The project is a co-production between the Central African Republic and the United States, released under the Novo Pictures banner, and was directed by Andrew Michael Ellis and Lindsay Branham, working in close collaboration with their subjects and their communities. Short-form documentary drama of this kind, shot on location with local non-professional or semi-professional performers, demands a particular kind of discipline from its directors: there is no room for padding, and the camera has to earn the trust of the people it is watching. The principal cast, Bachir So, Josette Melodie Agouh, Guillame Ngbowesse, and Mac Armel Degoto Conzry, are not household names beyond this film, and that anonymity, far from being a weakness, is part of what gives the work its raw, unmediated quality. These faces do not carry the baggage of other roles, and the result feels closer to testimony than to performance. If you enjoy short drama that approaches its subject with similar seriousness, it is worth comparing notes with the site's coverage of Lost Boy in Juba (2017), another 2010s film that looks unflinchingly at the human cost of conflict in sub-Saharan Africa, or with the review of Megdan: Between Water and Fire (2024), another drama in which ordinary people find themselves crushed between opposing forces.

Short films occupy an awkward space in how most of us consume cinema: streaming platforms bury them, festivals celebrate them briefly, and they rarely get the sustained critical attention that a feature would. Yet some of the most concentrated and honest filmmaking of any given year turns up in the short form, precisely because the constraints force choices that longer films can avoid. All Are Human sits comfortably alongside other small-scale dramas reviewed here, such as Sugar Cane Alley (1983) and Dhanmalhi (1993), films that use limited means to illuminate lives that mainstream cinema tends to overlook. Whether this particular short achieves what it sets out to do is, of course, for the review below to answer.

A-Z World Movie Tour Central African Republic https://vimeo.com/215053865 Wow. Based on true accounts... You know sometimes when the movie ends and you just let the credits roll and absorb what you've just seen? This is one of those shorts. I've said it once. I'll say it a thousand times. Movies are either an escape from reality or a reflection of it. This... is someone's story. Someone's actual story.

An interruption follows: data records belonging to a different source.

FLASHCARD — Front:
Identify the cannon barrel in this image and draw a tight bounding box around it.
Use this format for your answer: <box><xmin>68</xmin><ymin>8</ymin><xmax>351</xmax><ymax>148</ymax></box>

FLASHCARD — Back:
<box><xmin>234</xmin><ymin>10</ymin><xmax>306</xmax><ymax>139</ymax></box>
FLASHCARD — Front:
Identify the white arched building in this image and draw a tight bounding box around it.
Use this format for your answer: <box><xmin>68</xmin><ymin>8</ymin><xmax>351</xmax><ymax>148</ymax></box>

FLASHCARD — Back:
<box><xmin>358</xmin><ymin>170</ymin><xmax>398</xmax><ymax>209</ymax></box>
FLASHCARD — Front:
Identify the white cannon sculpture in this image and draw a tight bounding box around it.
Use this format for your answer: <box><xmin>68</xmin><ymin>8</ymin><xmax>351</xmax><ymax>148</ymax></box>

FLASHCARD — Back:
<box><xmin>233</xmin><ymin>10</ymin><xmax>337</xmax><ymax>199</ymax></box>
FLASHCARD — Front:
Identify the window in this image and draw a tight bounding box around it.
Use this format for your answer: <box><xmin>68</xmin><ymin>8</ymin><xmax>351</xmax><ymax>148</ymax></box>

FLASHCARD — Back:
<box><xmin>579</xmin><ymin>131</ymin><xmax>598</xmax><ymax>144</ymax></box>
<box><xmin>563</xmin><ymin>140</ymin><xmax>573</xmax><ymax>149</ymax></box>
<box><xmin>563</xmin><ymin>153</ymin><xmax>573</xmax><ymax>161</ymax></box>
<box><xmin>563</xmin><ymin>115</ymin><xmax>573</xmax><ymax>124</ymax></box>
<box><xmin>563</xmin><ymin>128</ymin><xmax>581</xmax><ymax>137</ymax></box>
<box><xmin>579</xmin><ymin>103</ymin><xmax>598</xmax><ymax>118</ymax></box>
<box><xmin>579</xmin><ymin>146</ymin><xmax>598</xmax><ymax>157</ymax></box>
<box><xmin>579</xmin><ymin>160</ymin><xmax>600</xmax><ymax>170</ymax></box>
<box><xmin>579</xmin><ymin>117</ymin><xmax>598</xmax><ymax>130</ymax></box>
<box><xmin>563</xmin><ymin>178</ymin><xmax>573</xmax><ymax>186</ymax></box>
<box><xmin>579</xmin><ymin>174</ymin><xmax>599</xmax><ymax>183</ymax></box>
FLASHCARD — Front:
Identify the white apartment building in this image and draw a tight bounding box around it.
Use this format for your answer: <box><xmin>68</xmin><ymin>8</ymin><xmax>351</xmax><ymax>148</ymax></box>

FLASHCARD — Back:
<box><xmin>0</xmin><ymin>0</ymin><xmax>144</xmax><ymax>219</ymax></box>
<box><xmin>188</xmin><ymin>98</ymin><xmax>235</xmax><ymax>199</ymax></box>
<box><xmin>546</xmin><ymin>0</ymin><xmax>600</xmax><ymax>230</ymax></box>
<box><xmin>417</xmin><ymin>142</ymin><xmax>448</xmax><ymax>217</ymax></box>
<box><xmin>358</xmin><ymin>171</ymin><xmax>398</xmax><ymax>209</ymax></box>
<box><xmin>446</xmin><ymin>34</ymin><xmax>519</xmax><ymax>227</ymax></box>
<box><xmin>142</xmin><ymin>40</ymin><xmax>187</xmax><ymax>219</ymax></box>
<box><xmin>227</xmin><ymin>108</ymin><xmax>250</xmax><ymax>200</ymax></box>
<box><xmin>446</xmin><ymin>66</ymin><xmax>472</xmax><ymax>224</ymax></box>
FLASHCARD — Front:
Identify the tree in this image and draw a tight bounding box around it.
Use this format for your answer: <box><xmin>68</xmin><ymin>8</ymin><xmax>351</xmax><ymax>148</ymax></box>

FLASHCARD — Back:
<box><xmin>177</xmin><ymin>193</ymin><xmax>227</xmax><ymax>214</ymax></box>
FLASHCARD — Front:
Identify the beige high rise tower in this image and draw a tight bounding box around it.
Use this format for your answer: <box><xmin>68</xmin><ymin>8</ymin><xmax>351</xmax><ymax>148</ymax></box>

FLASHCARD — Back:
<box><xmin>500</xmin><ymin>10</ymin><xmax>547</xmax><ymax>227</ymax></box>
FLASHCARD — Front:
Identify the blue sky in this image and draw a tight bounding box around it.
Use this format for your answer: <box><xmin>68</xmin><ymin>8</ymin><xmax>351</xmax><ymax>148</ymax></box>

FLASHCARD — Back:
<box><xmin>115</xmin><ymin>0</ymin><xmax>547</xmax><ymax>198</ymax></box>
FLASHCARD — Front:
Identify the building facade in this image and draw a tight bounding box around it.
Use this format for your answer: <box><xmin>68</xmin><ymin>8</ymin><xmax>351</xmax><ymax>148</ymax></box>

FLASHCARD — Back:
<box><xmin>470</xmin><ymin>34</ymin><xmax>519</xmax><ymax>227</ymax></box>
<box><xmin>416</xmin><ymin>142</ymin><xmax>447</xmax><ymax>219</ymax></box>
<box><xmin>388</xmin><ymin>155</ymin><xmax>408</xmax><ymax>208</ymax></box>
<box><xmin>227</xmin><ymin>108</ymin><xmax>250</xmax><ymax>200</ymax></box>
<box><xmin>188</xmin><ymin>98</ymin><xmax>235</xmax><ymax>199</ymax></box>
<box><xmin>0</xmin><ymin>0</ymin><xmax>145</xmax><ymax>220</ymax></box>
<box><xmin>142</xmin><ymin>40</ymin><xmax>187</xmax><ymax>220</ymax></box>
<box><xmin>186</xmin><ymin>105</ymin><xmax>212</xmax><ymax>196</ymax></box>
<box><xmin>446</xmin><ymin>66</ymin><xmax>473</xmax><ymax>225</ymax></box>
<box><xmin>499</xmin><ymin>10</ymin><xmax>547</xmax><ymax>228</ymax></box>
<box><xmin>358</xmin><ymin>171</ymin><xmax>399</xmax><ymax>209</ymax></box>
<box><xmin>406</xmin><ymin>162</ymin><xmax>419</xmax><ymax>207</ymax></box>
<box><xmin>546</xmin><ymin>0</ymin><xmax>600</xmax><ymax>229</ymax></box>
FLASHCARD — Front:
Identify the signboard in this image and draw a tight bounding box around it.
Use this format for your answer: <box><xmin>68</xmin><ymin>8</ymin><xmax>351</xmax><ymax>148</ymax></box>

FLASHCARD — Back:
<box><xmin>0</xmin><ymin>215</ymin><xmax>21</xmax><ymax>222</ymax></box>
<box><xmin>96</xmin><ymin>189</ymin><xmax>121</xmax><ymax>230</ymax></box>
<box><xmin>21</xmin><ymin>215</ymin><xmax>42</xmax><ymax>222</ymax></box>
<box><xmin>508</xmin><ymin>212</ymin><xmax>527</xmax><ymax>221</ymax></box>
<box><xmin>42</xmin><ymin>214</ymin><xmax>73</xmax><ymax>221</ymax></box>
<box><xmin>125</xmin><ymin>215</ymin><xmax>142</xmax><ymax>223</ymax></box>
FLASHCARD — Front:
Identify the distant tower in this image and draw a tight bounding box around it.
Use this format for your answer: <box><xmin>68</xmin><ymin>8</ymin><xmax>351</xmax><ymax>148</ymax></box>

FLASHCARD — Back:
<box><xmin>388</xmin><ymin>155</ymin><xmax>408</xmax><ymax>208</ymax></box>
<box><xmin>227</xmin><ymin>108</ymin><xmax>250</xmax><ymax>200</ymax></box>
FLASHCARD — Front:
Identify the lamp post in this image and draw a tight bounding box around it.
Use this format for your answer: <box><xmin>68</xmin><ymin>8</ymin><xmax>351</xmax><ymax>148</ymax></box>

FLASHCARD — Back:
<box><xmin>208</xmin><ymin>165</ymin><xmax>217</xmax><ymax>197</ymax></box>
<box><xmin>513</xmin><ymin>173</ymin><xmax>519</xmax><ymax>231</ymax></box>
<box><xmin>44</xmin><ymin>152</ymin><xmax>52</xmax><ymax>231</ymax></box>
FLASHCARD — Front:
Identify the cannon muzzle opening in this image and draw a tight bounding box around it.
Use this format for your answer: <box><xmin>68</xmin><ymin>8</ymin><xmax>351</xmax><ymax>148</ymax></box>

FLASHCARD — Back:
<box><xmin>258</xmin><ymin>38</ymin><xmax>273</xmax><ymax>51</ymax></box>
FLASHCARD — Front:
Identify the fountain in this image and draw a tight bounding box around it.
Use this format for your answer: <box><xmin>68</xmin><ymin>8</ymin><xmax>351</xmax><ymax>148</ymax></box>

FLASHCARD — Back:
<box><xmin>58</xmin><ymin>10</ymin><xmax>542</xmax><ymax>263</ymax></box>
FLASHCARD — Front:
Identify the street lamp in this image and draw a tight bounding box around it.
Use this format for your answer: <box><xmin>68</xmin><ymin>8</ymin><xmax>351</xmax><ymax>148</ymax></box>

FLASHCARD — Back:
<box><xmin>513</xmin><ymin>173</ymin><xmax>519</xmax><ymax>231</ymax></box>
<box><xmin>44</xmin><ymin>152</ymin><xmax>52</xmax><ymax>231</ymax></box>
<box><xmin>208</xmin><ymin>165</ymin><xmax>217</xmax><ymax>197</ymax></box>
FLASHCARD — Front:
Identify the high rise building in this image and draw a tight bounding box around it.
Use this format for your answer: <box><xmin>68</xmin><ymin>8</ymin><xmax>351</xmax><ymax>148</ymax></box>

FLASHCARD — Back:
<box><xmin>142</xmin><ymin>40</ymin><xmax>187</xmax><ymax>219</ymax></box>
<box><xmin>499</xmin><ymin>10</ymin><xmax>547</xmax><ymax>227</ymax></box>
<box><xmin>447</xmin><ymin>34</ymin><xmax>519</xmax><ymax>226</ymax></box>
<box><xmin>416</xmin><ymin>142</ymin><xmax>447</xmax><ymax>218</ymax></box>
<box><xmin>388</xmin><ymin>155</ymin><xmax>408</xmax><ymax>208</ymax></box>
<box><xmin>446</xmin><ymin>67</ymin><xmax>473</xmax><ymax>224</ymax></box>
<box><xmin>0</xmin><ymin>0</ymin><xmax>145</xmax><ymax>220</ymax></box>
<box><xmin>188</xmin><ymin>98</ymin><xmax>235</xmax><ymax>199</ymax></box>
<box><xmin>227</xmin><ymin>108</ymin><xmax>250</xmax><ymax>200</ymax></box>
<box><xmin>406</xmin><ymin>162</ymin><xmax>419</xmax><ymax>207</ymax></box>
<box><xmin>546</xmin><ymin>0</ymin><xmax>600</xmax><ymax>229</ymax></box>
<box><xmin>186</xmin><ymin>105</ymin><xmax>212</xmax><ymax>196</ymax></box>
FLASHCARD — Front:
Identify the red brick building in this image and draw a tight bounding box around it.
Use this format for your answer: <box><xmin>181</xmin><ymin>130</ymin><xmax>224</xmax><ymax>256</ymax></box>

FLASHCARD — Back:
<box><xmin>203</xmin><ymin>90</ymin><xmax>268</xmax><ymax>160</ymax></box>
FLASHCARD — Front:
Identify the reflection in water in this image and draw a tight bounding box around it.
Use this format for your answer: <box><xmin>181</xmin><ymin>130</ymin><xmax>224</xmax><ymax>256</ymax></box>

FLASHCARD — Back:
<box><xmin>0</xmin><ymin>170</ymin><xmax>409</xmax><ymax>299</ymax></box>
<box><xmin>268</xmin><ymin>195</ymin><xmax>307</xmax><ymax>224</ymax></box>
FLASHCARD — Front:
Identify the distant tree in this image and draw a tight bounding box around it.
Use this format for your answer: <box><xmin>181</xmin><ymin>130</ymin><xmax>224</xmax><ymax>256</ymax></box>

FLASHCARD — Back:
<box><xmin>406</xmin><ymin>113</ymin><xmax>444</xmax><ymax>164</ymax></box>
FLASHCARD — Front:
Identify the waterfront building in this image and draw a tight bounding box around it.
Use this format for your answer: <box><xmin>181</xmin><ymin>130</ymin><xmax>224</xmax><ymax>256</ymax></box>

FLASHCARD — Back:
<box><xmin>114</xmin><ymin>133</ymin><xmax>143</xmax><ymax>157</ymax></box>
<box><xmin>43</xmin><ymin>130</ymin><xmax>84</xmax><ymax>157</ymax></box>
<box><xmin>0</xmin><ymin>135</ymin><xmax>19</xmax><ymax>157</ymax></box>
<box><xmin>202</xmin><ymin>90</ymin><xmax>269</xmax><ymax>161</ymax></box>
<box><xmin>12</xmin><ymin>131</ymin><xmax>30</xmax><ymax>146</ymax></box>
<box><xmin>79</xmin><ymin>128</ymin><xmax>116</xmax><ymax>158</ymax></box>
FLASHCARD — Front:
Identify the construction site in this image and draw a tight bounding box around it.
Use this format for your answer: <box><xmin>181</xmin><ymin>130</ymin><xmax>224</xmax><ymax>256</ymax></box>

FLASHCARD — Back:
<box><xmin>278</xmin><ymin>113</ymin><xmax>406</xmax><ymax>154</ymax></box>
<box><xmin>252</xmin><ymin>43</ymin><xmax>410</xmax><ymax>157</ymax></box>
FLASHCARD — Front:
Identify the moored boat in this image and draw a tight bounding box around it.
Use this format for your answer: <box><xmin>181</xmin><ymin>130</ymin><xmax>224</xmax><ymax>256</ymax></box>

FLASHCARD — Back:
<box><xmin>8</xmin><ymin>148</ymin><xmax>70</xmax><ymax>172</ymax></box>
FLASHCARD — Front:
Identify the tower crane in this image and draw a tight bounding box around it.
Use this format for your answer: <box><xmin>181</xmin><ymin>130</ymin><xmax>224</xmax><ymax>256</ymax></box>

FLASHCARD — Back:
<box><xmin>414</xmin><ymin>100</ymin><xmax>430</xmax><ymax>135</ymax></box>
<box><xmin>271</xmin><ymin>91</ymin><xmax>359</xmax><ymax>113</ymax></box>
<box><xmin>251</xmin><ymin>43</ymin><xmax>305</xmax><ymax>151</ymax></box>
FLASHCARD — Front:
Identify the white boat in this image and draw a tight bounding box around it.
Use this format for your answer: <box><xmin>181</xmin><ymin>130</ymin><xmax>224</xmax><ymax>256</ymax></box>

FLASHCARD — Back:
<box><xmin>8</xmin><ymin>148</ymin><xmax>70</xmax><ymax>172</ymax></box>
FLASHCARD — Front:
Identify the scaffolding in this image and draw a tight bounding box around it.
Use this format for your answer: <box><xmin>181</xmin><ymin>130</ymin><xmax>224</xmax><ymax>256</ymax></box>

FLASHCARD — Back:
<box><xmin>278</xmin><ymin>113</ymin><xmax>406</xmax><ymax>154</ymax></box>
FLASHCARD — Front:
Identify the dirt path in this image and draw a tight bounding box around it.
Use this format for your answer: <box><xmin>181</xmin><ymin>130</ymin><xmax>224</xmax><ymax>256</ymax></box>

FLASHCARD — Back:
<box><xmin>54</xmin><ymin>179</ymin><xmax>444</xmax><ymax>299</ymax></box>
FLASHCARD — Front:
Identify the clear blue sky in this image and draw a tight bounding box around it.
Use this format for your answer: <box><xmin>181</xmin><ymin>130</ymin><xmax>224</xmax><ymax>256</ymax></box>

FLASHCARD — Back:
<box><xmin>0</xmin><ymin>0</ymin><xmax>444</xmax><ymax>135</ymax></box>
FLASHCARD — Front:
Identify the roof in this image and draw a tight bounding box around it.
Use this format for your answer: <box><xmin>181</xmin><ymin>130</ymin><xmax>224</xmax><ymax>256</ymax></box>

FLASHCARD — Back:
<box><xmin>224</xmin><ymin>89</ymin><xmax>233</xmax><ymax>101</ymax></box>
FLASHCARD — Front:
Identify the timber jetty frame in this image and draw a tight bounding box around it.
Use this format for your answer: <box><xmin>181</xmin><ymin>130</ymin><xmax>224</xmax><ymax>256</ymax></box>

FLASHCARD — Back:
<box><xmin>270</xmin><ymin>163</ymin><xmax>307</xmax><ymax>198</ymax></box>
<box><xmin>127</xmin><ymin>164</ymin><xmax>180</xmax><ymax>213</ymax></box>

The cinematography is stunning. The soundtrack is beautiful, haunting and melancholic. The story is real. The acting reflects that. My only gripe... is that it's too short. This story deserves more than 20 minutes. The lives of the people in it deserve more than 20 minutes. People get drawn into these conflicts and are forced to carry out the most barbaric acts. Nobody wins. I think I have to give this a near perfect score. Best short I've seen so far.

I stand by every word of that. Twenty-odd minutes is simply not enough for a story this layered, and the feeling of wanting more is, paradoxically, the film's greatest achievement: it has made you care so much that the ending feels like an interruption rather than a conclusion. The people whose lives fed into this film deserved a full feature, a proper theatrical release, and a much wider audience than a short has ever been likely to find. What stays with me most is that combination of beautiful, haunting cinematography and the knowledge that none of it is invented. Sometimes the simplest films carry the heaviest truths, and this is one of them.